Amazon CEO Bezos Faces Season of Worsts as Losses Mount - coreymgilmore
http://www.businessweek.com/news/2014-10-23/amazon-ceo-bezos-faces-season-of-worsts-as-losses-mount
======
paulhauggis
Amazon barely makes a profit. They are an anomaly from the dot-com days. The
fact that they aren't making as many sales doesn't surprise me.

I buy in bulk from Amazon on a monthly basis. In the entire month of
September, I almost couldn't order anything because of the errors during
checkout. Just looking at the marketplace (and looking through the seller
forums), many, many sellers were having problems (and sales dropped
dramatically). Amazon denied this of course.

If you start selling a lot of a certain product, Amazon will eventually
compete with you by going to your supplier and buying products in bulk..and
selling these products at a lower price. At some point, you may be asked to
"prove" your are a legitimate seller by providing all of your "suppliers". Why
there hasn't been a class-action lawsuit against them is beyond me.

They have been tightening the ropes on many of the categories and pushing out
all of the smaller sellers.
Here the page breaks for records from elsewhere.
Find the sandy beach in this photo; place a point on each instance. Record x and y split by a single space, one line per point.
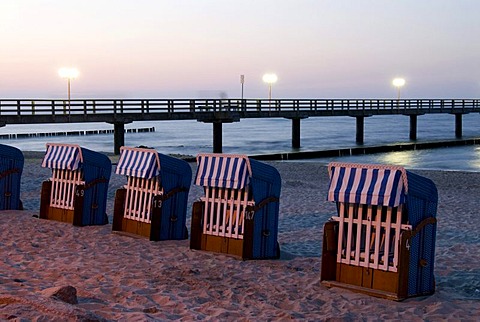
120 278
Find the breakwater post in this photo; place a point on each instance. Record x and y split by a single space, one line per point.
458 125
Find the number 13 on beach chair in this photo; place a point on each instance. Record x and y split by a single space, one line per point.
238 214
77 191
153 203
382 242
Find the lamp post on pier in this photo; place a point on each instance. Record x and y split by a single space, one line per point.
270 79
398 83
69 73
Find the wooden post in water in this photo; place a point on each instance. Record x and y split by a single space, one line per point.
217 137
296 133
118 137
413 127
360 125
458 125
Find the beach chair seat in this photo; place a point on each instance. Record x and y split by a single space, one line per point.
11 168
77 191
382 241
238 213
154 201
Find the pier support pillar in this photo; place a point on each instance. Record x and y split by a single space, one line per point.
295 133
118 137
458 125
217 137
360 125
413 127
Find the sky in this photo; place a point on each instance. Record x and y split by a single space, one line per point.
199 48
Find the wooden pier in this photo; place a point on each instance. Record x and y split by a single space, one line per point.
218 111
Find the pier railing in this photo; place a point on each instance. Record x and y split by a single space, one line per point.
218 111
189 108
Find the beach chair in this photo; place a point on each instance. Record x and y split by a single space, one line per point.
382 241
77 191
238 213
11 167
153 203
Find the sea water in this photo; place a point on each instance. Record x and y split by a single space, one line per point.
273 135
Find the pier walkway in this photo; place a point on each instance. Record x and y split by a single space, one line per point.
218 111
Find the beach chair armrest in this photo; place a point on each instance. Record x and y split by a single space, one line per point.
95 182
172 192
9 172
422 224
251 209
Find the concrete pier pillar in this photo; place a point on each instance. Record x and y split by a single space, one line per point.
360 125
458 125
118 137
413 127
217 137
295 133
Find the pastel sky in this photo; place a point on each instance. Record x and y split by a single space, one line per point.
199 48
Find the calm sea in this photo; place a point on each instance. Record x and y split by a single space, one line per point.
264 136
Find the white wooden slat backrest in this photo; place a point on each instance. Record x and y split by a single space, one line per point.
139 198
224 211
63 187
369 236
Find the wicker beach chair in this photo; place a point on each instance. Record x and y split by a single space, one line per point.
382 242
238 214
153 203
77 191
11 167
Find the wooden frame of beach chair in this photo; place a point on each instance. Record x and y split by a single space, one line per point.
77 191
11 167
238 214
153 203
382 242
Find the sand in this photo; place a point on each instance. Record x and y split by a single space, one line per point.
121 278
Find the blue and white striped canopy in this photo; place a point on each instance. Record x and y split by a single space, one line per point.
223 171
62 156
137 162
367 184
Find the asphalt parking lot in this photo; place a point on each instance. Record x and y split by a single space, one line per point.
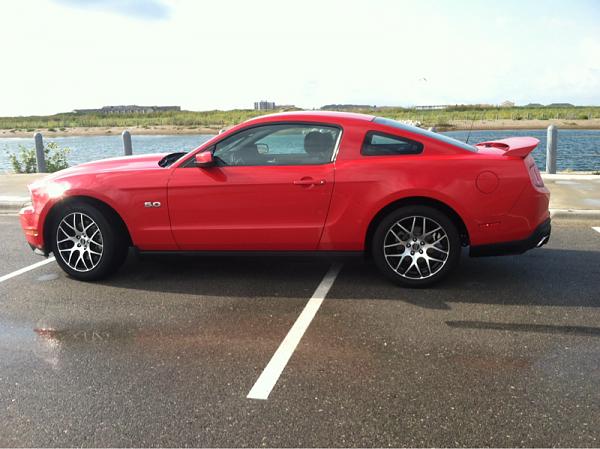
165 353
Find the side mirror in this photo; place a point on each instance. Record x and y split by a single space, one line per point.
204 159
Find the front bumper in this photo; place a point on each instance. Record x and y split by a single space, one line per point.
30 223
539 237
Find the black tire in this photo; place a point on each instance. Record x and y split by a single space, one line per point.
114 244
397 240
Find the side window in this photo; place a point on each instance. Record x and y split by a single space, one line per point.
281 144
381 144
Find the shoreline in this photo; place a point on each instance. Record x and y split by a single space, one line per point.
462 125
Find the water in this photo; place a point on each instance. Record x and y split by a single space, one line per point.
89 148
577 149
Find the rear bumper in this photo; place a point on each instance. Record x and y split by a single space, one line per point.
539 237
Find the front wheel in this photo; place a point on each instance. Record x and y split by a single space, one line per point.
85 243
416 246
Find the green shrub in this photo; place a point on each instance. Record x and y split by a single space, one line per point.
24 161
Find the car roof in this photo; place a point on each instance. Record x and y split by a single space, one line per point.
325 116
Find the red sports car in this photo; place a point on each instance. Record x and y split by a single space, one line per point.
300 181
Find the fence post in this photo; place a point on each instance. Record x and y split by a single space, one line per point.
127 148
551 145
40 157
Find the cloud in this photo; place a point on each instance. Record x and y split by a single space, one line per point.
138 9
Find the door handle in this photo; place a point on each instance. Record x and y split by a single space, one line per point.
309 182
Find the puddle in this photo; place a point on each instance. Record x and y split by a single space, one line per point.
48 277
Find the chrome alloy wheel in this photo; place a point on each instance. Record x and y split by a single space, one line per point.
416 247
79 242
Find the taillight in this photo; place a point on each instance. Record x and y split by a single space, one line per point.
536 177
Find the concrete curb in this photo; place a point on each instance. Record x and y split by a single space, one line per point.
570 177
575 214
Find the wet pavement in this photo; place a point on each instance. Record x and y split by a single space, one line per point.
505 353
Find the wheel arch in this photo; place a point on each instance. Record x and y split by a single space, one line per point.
103 206
416 201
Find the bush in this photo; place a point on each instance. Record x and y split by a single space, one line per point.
24 161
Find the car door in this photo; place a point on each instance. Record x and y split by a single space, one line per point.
269 190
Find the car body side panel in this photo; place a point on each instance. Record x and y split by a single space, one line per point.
126 191
367 184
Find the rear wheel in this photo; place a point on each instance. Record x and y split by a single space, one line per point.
85 243
416 246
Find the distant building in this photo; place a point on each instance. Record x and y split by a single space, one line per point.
432 107
264 105
345 107
128 109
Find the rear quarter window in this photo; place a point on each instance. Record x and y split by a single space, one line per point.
377 143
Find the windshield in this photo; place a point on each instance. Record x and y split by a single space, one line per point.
424 132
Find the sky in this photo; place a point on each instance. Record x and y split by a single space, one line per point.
59 55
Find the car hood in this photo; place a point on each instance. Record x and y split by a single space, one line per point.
115 164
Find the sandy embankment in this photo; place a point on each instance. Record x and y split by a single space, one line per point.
104 131
173 130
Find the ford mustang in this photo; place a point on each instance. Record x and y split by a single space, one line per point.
305 182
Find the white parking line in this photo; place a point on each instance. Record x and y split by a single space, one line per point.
267 380
8 276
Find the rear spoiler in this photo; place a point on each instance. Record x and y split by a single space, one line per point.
513 146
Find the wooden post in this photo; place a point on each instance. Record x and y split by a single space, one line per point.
551 145
40 157
127 148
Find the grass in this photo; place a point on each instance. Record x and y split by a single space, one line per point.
218 119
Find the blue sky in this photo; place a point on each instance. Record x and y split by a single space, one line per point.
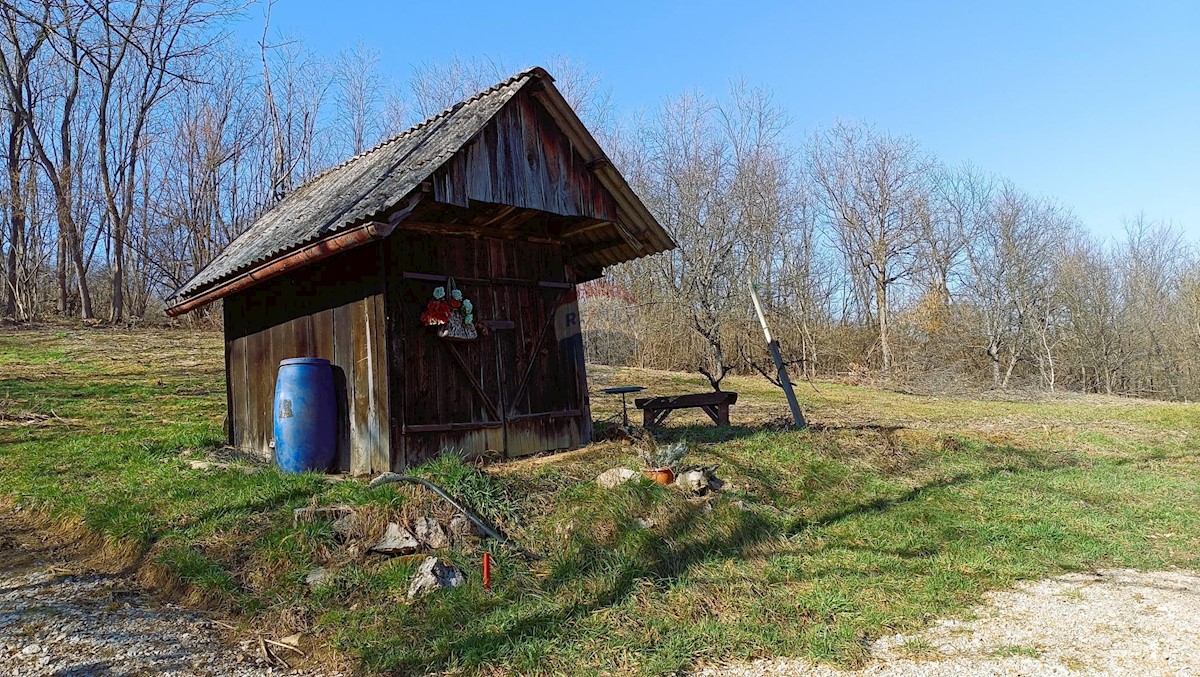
1096 103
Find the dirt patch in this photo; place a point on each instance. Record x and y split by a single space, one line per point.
63 619
1109 622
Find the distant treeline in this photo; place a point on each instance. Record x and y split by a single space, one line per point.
139 137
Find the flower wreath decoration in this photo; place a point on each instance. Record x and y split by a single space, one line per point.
451 313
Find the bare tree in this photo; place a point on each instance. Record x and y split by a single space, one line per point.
360 96
874 189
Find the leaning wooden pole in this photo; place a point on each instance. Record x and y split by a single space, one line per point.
773 346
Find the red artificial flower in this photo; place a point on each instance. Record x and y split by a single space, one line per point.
436 312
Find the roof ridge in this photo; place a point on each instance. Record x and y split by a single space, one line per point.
449 111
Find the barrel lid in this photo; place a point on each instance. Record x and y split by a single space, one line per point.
317 361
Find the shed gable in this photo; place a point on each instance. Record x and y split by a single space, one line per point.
522 159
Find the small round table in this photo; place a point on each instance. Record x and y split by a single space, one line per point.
623 390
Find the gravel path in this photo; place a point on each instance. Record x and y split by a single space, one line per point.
1111 622
58 623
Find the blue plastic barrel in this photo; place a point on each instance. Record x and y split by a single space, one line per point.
305 415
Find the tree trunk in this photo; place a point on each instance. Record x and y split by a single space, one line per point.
881 309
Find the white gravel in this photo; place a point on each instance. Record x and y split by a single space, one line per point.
97 625
1110 622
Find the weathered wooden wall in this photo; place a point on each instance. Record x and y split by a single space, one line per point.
519 388
407 395
521 159
334 311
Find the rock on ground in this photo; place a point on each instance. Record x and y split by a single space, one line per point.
1109 622
433 575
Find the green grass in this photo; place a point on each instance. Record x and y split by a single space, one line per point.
893 510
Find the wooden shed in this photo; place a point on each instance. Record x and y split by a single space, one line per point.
504 196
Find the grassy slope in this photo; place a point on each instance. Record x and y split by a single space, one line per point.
893 510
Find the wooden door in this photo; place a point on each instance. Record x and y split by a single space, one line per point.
516 388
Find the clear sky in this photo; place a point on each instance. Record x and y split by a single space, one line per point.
1093 102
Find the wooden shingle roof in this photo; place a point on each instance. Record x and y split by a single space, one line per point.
372 185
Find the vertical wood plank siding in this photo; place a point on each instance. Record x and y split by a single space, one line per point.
521 159
405 395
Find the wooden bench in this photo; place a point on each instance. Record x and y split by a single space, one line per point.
715 405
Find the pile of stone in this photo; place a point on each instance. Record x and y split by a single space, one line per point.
425 534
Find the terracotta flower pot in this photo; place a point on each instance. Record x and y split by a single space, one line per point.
661 475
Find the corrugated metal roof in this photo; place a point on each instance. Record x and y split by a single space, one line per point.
369 185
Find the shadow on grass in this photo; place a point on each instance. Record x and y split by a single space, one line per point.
673 552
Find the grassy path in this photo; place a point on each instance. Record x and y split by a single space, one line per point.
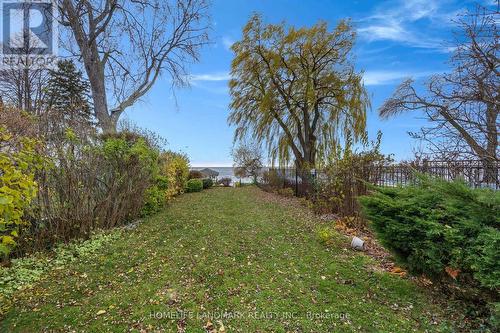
238 253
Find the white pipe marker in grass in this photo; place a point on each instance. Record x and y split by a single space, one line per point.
358 244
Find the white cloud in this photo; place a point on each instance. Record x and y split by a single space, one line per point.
227 42
394 22
381 77
222 76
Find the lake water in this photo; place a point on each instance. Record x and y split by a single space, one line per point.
225 172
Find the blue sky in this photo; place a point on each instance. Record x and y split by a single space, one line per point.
396 39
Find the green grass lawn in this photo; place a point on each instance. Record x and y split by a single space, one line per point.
251 261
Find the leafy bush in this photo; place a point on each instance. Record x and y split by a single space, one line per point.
94 182
18 163
194 185
155 196
226 181
207 182
175 167
343 178
440 228
195 174
286 192
272 180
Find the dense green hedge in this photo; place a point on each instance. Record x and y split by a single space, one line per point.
194 185
441 229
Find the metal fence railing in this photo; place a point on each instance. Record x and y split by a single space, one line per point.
473 172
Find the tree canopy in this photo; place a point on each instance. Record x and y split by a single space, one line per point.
462 106
297 90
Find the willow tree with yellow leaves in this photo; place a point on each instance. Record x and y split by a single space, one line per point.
297 90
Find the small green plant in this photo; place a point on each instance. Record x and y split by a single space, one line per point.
155 197
194 185
226 181
326 235
24 272
286 192
207 183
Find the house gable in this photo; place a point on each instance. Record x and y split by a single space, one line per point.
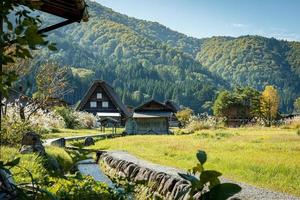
153 106
104 99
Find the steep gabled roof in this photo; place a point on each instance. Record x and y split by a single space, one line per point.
160 106
109 91
172 105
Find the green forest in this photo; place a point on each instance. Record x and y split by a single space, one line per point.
144 60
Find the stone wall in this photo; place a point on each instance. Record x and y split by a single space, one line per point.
166 185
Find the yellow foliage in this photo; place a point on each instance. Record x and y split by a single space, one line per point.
269 103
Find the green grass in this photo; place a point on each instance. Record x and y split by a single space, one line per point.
36 165
265 157
77 132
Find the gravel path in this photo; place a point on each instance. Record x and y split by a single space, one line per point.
248 192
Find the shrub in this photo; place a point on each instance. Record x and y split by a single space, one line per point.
68 116
86 120
201 122
61 157
184 116
205 184
74 119
292 123
13 131
81 188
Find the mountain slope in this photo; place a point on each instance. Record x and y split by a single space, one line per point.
138 65
144 60
255 61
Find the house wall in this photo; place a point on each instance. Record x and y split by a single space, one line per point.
99 108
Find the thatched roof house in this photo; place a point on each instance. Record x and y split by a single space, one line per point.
103 101
151 117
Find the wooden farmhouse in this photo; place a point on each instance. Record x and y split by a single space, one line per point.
103 101
150 118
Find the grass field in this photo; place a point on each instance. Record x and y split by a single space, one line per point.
265 157
77 132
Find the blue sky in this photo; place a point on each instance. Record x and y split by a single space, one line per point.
206 18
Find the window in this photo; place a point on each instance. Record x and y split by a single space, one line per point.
93 104
105 104
99 95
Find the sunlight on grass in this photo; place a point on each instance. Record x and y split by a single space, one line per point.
263 157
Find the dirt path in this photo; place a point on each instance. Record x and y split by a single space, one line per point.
248 192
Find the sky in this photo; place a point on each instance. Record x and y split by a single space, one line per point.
206 18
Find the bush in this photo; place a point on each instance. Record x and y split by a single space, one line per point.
293 123
83 188
68 116
13 131
74 119
201 122
61 157
184 116
86 120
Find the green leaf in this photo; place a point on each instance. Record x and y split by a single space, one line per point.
211 177
201 156
52 47
9 25
223 191
12 163
198 168
189 178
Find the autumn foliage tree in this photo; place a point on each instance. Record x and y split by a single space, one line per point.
184 115
297 105
269 104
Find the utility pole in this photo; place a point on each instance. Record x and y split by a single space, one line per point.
1 71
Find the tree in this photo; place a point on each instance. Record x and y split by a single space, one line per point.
18 38
297 105
184 115
269 104
241 103
52 83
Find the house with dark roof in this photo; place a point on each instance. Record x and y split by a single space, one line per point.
102 101
151 117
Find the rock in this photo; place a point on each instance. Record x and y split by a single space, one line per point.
31 143
160 183
31 138
89 141
26 149
61 142
7 189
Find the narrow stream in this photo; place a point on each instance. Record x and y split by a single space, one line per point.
90 168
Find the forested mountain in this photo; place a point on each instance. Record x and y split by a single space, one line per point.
144 60
255 61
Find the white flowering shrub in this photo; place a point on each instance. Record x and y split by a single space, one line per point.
86 120
292 122
43 118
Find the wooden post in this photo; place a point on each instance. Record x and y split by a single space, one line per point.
1 72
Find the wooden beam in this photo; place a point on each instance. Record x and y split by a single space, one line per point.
56 26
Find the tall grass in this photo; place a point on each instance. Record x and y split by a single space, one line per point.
265 157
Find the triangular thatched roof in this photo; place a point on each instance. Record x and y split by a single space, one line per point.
110 93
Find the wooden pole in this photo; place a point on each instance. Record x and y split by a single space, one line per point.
1 72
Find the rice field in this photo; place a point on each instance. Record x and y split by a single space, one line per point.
264 157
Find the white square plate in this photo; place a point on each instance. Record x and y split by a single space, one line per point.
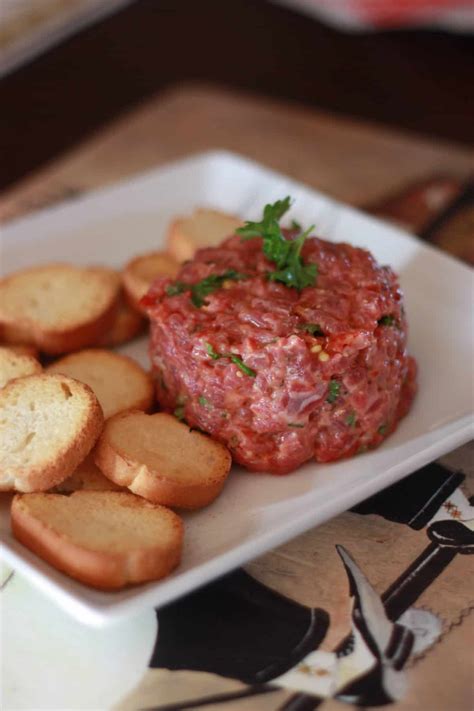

If you get pushed out, you basically lose your
entire business and customers in a split second (you aren't allowed to contact
any of your customers directly anyway or get their real email addresses).

Selling on Amazon does nothing to actually further your business along and is
like building a house on quick sand.

Amazon constantly abuses their monopoly position and deserves to be driven out
of business.

Bezos has also been pushing for the Internet tax. Why? Because small companies
won't be able to keep up with all of the regulations.

------
natch
I wonder how many customers did what I did, and cancelled Prime when they
jacked the price up. With a corresponding decrease in purchases.

The collection of bad movies the increased membership fees help pay for was
not making the service more enticing.